Sowere is the publisher of the New York-based news agency, The Sahara Reporters and presidential candidate of the African Action Congress (AAC) in the February, 2019 presidential election in Nigeria. From media reports and other sources, the former student leader, well-known pro-democracy activist and seasoned journalist was reportedly abducted from his Lagos home at about 1.25 a.m. on Saturday, 3 August 2019 by heavily armed operatives of the Department of State Service (formerly State Security Service (SSS) evidently on the orders of the President and Commander-in-Chief of our country.

Sowere, like several other Nigerians is genuinely concerned about the apparent lack of progress in our collective democratic venture and its concomitant consequences on the economic and social conditions of our people.
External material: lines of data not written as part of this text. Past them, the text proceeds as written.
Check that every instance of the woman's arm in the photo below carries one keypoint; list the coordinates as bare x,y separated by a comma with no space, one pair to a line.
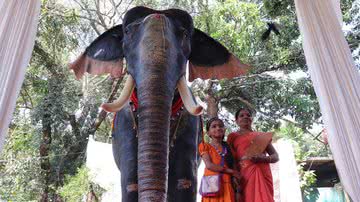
218,168
273,156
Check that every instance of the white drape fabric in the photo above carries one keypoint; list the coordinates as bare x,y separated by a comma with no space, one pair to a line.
103,169
337,85
285,175
18,25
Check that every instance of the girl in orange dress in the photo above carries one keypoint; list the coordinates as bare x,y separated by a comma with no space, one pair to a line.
256,184
211,155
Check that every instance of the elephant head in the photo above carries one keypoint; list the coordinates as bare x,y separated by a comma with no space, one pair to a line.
157,46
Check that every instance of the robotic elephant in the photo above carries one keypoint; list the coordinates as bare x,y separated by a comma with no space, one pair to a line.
155,145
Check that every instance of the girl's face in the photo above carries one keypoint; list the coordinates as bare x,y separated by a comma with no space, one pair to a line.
217,129
244,119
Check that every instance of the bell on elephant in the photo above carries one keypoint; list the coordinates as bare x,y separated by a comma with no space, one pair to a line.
157,45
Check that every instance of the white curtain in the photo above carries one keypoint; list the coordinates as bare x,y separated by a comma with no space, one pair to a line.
285,175
18,25
337,84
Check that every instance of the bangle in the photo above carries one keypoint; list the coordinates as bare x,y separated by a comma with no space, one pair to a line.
223,169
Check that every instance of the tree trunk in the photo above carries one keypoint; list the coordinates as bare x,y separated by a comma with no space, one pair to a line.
44,155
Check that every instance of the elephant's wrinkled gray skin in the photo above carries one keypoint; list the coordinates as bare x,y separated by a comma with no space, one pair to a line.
157,46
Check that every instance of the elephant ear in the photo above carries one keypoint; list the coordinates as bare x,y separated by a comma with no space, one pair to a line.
211,60
104,55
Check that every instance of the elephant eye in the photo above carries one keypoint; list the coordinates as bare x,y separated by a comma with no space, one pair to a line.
184,32
127,30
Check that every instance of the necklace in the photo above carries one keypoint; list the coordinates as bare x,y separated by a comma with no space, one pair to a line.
221,153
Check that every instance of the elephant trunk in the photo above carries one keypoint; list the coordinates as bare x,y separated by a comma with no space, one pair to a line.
154,121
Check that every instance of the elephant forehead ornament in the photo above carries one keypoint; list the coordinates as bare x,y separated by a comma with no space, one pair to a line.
157,46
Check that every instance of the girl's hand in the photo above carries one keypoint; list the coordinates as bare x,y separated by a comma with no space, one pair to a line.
236,174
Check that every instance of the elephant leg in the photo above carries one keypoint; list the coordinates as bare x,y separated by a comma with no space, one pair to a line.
183,160
124,142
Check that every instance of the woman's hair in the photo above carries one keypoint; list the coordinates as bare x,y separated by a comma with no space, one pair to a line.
241,109
208,123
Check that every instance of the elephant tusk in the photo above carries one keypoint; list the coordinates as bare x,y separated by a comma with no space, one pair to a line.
186,95
124,97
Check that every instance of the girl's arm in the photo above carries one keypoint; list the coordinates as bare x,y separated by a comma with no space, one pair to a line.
218,168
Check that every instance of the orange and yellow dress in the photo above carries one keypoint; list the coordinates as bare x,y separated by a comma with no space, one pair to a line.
256,182
226,193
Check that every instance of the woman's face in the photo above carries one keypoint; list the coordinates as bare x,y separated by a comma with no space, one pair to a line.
244,119
217,129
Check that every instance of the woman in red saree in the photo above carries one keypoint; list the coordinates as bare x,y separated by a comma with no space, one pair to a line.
212,154
256,184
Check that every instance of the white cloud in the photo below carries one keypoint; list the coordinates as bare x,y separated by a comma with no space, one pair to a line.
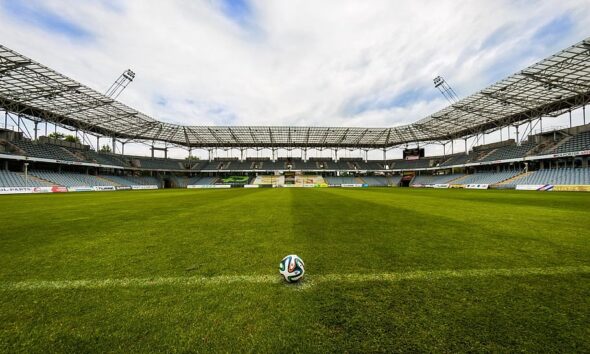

The government, consistently and persistently has shown her clear lack of foresight and political will to resolve the problems and set the country on the path of progress and prosperity. This palpable show of hopelessness and helplessness on the part of government has deepened the pervasive grievances amongst the population.

There is no part of our country today that is safe; the economy is getting better on paper but worse in reality; our political relevance in the comity of nations is speedily dwindling as Nigeria is seen as democratic joke and an example of the negativities in democratic practice and rule of law. Most unfortunately, the civic space in the country is rapidly shrinking. There is need to open it up through patriotic, constitutional and peaceful selfless civic actions which other democracies in Africa and the wider world are encouraging. Conversely, the present government sees all those who speak up about the ills in the society as unpatriotic Nigerians, the truth remains that only those who truly love this country, care enough to speak up about issues that truncate our collective democracy today and tomorrow in turn. If Sowore and hordes of his ‘Revolution Now Movement’ protesters, driven by non-partisan and patriotic zeal, have offered to widen the shrinking civic space through non-violent actions they should be protected by the State to do so, and NOT this undemocratic and unlawful man-hunt, branding their actions as mutinous.

Even under the dreaded military dictatorships in the country, pro-democracy groups and even the detained Sowore participated or led non-violent protests. I also led or participated in several pro-democracy protests and struggles as a student leader and public interest lawyer which lead to the birth of our fourth republic democracy. Several members of the present Executive Arm, including President Muhammadu Buhari participated in peaceful public protest on the streets of Nigeria; they issued threats/warnings to the government of the day and sponsored the ‘Occupy Nigeria’ protest. That was democracy in practice, why have all these suddenly become a crime against the State today, when our laws are still the same. Democratic rule allows aggrieved and patriotic citizens to organize civic actions to draw the attention of government to issues that affect our collective growth as a nation.

I am deeply concerned about this consistent undemocratic, unconstitutional, primitive and needless offensive on patriotic acts aimed at nipping pro-democracy movements in the buds and cowing all voices of dissent or opposition. I wish to remind us that if we continue to bottle the pains and agonies of our citizens, it is very likely to explode without warning as “he who makes peaceful change impossible, makes violent change inevitable”. It is in our collective interest that Nigeria remains as one indivisible entity; we need to draw strength from our diversity; we need to lead or serve our country in line with the rule of law.

 Drawing strength from Section 35(5) (b) of the Constitution of the Federal Republic of Nigeria, I urge the government to immediately and unconditionally release Omoyele Sowere from the state custody, having been detained for more than two (2) days without trial. The government must respect her constitution and other international laws she has assented to, particularly the African Charter on Human and Peoples Rights. The government must protect her citizens and not resort to these persistent harassments and acts of intimidation that have continued to heat up the polity and lead to avoidable loss of lives and properties of our people.